Stop – Start was developed in the 1980’s but it wasn’t well accepted. Of the manufacturers offering it, most didn’t persevere with it for very long.
For Australian buyers, more highly developed and sophisticated Stop – Start systems appeared in conventional models (as opposed to hybrids such as Toyota’s Prius) from around 2010, when a couple of European makes launched it here. Since then it’s become a very common feature of new cars, though it isn’t to ever owner’s taste.
How it works
Like many technologies, each manufacturer has its own way of doing things and Stop-Start is no exception.
Some utilise a conventional looking, though substantially up-rated starting system while at the other end of the spectrum is a belt driven combined starter / alternator unit. Hybrid models typically use a traction motor / generator for engine start. Similarly, the vehicle’s electrical system can resemble a conventional system, incorporate an extra battery for starting or even a high-tech super-capacitor just to run the starter.
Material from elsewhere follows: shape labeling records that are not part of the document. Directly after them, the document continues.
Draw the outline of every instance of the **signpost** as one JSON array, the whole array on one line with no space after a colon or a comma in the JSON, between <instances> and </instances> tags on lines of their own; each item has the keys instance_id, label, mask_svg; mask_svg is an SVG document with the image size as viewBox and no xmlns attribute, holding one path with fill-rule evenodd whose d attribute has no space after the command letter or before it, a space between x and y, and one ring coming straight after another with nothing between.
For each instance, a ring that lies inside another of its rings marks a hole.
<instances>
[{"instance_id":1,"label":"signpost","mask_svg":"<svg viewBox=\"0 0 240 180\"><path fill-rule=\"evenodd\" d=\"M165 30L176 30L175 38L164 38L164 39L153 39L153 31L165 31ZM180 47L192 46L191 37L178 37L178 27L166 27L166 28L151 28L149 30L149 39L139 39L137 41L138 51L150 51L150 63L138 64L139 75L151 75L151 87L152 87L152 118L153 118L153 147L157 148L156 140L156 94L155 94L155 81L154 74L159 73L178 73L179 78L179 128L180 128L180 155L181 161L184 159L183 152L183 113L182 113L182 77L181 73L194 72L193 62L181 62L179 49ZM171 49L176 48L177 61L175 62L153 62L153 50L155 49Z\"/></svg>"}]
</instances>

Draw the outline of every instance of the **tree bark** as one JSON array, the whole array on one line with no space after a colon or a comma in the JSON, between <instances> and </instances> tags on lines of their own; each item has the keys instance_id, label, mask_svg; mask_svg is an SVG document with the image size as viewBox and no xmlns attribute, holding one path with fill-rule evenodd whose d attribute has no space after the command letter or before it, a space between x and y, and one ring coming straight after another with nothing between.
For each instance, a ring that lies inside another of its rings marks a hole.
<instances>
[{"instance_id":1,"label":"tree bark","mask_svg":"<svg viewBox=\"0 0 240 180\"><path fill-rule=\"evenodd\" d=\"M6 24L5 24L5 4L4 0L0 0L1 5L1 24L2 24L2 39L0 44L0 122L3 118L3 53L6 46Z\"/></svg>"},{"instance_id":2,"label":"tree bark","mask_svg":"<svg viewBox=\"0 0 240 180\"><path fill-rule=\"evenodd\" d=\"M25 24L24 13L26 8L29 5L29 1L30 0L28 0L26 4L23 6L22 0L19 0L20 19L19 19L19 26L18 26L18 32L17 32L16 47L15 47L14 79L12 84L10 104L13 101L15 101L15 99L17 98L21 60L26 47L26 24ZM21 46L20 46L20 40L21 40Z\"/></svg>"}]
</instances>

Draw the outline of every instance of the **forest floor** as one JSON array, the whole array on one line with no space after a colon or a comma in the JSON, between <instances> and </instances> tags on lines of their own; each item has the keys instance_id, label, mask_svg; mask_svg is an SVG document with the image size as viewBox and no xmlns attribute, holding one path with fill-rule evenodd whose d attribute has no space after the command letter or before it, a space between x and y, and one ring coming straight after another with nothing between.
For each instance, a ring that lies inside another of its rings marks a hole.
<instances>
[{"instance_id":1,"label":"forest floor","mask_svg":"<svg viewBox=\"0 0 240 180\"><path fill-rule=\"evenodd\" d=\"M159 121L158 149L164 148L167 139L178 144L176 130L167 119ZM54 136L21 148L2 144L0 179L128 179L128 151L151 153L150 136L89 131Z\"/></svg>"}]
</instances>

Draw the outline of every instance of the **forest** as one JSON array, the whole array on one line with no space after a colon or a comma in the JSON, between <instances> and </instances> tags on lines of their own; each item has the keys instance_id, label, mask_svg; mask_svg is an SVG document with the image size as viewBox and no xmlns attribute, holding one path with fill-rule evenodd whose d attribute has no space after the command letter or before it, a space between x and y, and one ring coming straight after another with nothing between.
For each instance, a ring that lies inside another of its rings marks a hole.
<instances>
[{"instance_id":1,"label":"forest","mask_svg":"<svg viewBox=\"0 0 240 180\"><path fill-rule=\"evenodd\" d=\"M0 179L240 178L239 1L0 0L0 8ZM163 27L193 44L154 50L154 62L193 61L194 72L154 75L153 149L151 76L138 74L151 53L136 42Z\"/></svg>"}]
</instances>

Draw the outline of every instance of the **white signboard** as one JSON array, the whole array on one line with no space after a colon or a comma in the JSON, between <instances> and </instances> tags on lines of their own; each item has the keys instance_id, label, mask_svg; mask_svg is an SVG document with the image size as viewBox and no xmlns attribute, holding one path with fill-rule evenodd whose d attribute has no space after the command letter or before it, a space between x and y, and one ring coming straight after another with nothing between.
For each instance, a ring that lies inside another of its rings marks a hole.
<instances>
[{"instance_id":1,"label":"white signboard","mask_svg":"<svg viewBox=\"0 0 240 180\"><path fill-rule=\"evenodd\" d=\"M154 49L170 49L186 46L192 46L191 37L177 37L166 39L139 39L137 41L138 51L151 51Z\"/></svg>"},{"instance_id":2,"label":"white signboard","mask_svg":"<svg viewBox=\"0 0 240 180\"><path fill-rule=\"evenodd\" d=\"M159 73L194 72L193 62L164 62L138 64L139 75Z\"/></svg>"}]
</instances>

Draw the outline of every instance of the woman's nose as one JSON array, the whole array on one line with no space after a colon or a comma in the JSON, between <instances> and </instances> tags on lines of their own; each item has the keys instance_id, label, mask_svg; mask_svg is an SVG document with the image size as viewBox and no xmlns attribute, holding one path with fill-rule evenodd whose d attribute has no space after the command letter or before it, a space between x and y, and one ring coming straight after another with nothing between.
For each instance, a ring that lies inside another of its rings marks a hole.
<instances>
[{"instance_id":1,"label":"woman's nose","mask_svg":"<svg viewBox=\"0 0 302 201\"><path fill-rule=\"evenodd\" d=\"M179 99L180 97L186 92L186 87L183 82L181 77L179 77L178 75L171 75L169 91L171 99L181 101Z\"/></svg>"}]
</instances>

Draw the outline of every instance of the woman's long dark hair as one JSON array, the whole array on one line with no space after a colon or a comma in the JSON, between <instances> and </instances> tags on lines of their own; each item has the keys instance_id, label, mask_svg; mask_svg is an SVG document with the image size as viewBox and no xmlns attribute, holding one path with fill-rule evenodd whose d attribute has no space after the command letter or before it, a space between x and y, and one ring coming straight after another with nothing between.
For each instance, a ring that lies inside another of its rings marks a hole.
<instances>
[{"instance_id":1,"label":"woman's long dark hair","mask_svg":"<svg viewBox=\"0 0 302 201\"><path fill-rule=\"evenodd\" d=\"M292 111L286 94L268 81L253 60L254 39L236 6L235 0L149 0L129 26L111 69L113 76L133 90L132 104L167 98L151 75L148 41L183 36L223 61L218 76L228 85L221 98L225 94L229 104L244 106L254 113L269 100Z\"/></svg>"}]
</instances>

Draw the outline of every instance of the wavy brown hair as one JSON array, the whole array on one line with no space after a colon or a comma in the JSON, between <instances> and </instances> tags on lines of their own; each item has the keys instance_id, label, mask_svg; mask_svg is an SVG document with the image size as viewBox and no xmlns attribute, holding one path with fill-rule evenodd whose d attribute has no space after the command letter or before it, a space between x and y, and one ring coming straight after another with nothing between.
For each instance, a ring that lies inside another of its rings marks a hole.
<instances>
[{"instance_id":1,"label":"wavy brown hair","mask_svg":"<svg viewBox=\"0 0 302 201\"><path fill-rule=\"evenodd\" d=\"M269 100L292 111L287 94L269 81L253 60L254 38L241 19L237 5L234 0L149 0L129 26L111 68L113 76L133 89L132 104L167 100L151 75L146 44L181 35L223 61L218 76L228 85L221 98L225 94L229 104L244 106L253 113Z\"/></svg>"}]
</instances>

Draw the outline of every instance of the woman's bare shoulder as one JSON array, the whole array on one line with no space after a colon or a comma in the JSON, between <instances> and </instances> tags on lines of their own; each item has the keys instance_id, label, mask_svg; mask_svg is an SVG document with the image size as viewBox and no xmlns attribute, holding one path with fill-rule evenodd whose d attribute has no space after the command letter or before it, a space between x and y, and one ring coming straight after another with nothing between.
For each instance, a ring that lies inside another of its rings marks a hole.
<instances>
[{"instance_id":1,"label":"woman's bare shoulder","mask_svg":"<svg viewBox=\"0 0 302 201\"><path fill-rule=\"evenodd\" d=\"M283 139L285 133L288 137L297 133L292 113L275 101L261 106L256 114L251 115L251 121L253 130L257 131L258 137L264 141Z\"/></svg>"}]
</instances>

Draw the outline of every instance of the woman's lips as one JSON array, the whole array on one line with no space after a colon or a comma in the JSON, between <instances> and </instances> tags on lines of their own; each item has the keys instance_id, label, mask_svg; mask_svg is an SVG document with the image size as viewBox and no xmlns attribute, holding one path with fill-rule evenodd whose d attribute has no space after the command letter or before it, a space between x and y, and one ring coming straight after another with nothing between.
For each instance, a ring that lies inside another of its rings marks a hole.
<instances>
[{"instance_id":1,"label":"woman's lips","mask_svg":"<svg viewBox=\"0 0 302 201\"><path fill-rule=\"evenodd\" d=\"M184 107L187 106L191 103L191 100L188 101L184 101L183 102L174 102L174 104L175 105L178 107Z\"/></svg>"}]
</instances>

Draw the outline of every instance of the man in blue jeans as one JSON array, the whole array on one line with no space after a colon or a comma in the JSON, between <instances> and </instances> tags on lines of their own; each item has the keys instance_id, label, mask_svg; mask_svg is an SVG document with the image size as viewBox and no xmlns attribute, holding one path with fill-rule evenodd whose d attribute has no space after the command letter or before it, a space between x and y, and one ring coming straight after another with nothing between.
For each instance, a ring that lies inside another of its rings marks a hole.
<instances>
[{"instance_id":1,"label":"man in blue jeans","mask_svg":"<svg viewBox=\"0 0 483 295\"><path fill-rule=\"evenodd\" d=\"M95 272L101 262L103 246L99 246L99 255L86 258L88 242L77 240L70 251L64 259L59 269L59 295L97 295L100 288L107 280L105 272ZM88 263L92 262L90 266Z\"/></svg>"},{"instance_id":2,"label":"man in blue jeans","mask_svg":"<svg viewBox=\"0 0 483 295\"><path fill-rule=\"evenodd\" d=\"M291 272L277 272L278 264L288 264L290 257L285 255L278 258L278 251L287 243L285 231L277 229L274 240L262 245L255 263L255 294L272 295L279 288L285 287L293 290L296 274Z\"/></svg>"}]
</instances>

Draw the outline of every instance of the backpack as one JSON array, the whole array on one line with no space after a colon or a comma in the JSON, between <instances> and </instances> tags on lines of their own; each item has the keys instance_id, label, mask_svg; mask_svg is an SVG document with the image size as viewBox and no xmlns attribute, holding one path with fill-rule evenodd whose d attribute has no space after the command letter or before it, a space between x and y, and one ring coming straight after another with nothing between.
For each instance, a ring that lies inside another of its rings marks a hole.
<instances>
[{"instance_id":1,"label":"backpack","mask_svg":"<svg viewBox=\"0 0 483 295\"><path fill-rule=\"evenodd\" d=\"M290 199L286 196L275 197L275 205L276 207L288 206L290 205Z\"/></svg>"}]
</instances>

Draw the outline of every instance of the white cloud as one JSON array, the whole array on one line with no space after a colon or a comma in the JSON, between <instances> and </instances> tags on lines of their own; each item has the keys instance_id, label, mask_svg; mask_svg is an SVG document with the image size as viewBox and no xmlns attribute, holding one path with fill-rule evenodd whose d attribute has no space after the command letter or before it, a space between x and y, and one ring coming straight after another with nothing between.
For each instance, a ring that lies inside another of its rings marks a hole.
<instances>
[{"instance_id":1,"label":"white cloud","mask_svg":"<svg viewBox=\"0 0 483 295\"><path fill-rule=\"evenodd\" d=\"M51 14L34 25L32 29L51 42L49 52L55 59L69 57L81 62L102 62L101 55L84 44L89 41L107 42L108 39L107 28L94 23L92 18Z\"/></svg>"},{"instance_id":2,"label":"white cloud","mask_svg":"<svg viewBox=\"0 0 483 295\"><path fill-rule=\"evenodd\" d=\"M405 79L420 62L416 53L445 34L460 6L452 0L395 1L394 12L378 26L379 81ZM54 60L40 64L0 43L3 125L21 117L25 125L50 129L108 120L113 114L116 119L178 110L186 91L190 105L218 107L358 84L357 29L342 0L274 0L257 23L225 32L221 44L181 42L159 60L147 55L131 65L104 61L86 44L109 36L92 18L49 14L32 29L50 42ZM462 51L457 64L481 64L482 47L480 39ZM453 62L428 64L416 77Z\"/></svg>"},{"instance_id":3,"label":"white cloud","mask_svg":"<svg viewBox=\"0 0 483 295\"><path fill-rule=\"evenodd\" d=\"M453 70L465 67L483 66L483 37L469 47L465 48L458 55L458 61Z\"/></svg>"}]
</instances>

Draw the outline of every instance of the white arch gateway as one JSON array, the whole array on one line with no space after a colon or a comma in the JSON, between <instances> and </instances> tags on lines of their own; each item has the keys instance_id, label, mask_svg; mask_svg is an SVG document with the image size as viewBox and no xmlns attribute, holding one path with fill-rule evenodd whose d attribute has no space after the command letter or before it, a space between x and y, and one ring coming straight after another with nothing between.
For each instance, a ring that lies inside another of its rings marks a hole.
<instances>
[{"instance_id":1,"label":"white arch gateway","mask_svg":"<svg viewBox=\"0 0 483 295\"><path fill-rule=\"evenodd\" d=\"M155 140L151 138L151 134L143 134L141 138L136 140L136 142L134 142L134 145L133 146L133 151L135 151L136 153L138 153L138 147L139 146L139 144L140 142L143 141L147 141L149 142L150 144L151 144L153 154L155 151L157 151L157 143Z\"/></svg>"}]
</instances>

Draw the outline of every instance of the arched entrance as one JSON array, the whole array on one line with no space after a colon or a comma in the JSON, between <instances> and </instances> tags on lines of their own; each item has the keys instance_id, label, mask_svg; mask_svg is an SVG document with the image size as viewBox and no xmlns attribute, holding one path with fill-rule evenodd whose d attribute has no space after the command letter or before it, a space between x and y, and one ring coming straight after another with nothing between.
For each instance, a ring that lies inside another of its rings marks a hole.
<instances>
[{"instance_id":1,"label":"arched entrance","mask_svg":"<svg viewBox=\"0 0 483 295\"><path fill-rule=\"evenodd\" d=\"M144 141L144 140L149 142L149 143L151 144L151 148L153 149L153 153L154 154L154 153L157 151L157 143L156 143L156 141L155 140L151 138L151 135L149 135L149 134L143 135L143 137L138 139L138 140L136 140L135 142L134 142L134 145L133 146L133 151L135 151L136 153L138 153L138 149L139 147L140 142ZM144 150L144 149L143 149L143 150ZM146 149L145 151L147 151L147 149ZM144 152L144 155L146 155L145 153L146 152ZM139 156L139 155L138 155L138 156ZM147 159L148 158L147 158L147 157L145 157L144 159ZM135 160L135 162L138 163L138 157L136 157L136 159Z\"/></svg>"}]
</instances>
Stop- Start systems operate within defined parameters which will, to some degree, vary from maker to maker. Generally though, the system will not operate unless the vehicle is stationary, the engine is at operating temperature, the battery has a certain level of charge and the cabin temperature is within a certain range. Gearshift, brake pedal, handbrake lever position and, for manual vehicles, clutch pedal position are also factors in the system’s operation.
Stop-Start operation is generally inhibited if there is high electrical load, as would be the case with a discharged battery, or when there is high demand on the heater or air conditioner.
Most systems provide a switch that allows the driver to disable the function if desired.
The last word
While there are fuel savings to be had from switching off the engine when stationary, the reality is that if the vehicle isn’t designed for Stop-Start operation, reliability problems are likely to arise if this is done too frequently. Starters, batteries, and electrical systems of conventional vehicles are simply not designed for such frequent use. However, there is nothing wrong with switching off the engine when it’s clear that the vehicle won’t be moving for a prolonged period.